Myth #4: Business users can do a good evaluation in a 2 month period

Data analysis is a rapidly developing discipline. It's developing in many directions: methods and techniques, visualizations, processing algorithms, metadata governance, unstructured data processing, etc. The times when a BI system was simply a visual SQL query generator with some interactive charting are long gone. BI is complex nowadays, and its complexity will only increase. Even best analytical applications on the market have rather steep learning curve, despite claims about the opposite in PR/marketing campaigns. Modern BI applications can be relatively easy to start with, but as soon as something slightly non-trivial is needed the learning curve skyrockets. Look at online forums like Tableau Community, or Qlik Community -- they are full of people asking tons of how-to questions which sometimes require rather lengthy and detailed answers.

I believe that a good understanding of capabilities of a data analysis application can be developed after at least 1 year of using the application regularly on complex real-life projects. That's in a case when there was no any previous experience with analytical applications. Or at least 6 months, if there was some (which means that you should be already familiar with some concepts). Asking business users without any previous experience with BI applications to provide a feedback on an application based on 2-3 month evaluation of some demo/PoC dashboard (i.e. which are not in production use) -- is a sure (albeit very common) way to get wrong conclusions. Don't do that.

OK, what's the alternative?

Tool as a Service (a.k.a. The Data Kitchen)

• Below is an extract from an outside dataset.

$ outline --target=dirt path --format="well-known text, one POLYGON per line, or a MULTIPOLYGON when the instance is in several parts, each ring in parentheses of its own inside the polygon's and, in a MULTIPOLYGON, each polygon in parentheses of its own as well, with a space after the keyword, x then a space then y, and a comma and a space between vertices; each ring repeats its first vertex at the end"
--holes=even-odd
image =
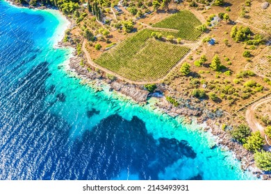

At this point you probably started suspecting that modern BI applications are not just more powerful than ever but also more complex than ever, and are more different from each other than ever. Comparing Tableau with Qlik makes as much sense as comparing apples with oranges. They are all round, after all, aren't they?

I believe that the most efficient way to adopt Business Intelligence is the one where adoption grows organically. IT departments should create an environment that fosters such organic growth, instead of limiting and restricting it for the purpose of hypothetical cost reduction. They should embrace the data kitchen concept, where multiple tools are available for the users who are looking for different ways to work with data. We can call it "Tool as a Service" if you will. Don't standardize on one BI system -- it's not going to work well. Ask business users what they like, and help them make it work from a technical perspective. It's the business users who should decide what to use and when. It's them who will accumulate the expertise of using the applications, not the IT people.

Practically, it means that teams as small as 5-10 people, or as big as 100 (or maybe even more) evaluate and test analytical applications themselves. The IT management should be ready that different teams may choose different applications. It's the users who should decide what works best for them. If they need two tools with somewhat overlapping features -- give them access to both. If more -- let them use as many as they need.

It doesn't mean that you will have to purchase every possible software for every user. Start with small packs of licenses for a few applications chosen by business users. Add more licenses when popularity of one of the applications increases. In this case license usage will correlate with growth of expertise. It's more efficient (also from a cost perspective) than spending millions for enterprise agreements then forcing everyone to use only the "standard" BI tool because "we spent so much money on it".